I didn't attend that I-narrator's little meeting - well, I wasn't even on the roll-call, any more than she was - because so far I haven't said I. As eye-narrator I've kept pretty quiet, effaced as they say, not a narrator at all, not fully-fledged, participating, not a character in my own right, a part entire, an expression which, as a child, I always heard as a parent tires, a phrase that would mean, if it existed, 'with a third-party parent', and that too could have its ring of truth in this context. But then, as a child, I was perpetually mishearing what I was taught. I would sing 'Le belge sortant du tombeau', a line in the Belgian national anthem, as 'Le belge sortant tambour'. A Protestant hymn learnt in Geneva went 'Avec allegresse, montons vers le ciel, Et chantons sans cesse notre Emmannuel'. But I sang 'Avec le negresse, montons vers le ciel'. Those were joyful visions.

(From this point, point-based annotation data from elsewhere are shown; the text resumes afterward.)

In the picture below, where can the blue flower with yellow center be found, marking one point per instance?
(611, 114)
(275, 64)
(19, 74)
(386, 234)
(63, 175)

Clearly I do have that much in common with Mira, except she does it on purpose.
I say not a narrator at all because, when came the fashion for the vanishing author, the silent author, the transparent text (not language at all but window on the world), the critics, always quick to adapt their vocabulary to the latest bandwagon, started calling narrator both the character who narrates and the producer of the text, that is, the author, not of course the real author, who misheard anthems as a child, who had marital troubles or who is undergoing a long and painful dental treatment of implants, but the Author, Implied, Ideal, or whatever, thus losing an important distinction: the character who narrates is limited to what he can know, the producer of the text can move among many knowledges. He used to be called Omniscient. Well, anti-God intellectuals (anti-author-ity) objected to that. Objected to the rigging, the fateful feel of divine providence. The author was out. All authority rested in the text. And later all authority rested in the Reader, Implied, Ideal, or whatever. And so they passed imperceptibly from phrases such as 'the author's intention here is clearly' to 'the text clearly says', and then to 'the reader clearly infers'. But behind this lip-service to fads, what the author intends, what the text says, what the reader infers, is in every case what the one critic interprets. He too is Reader, he too is God.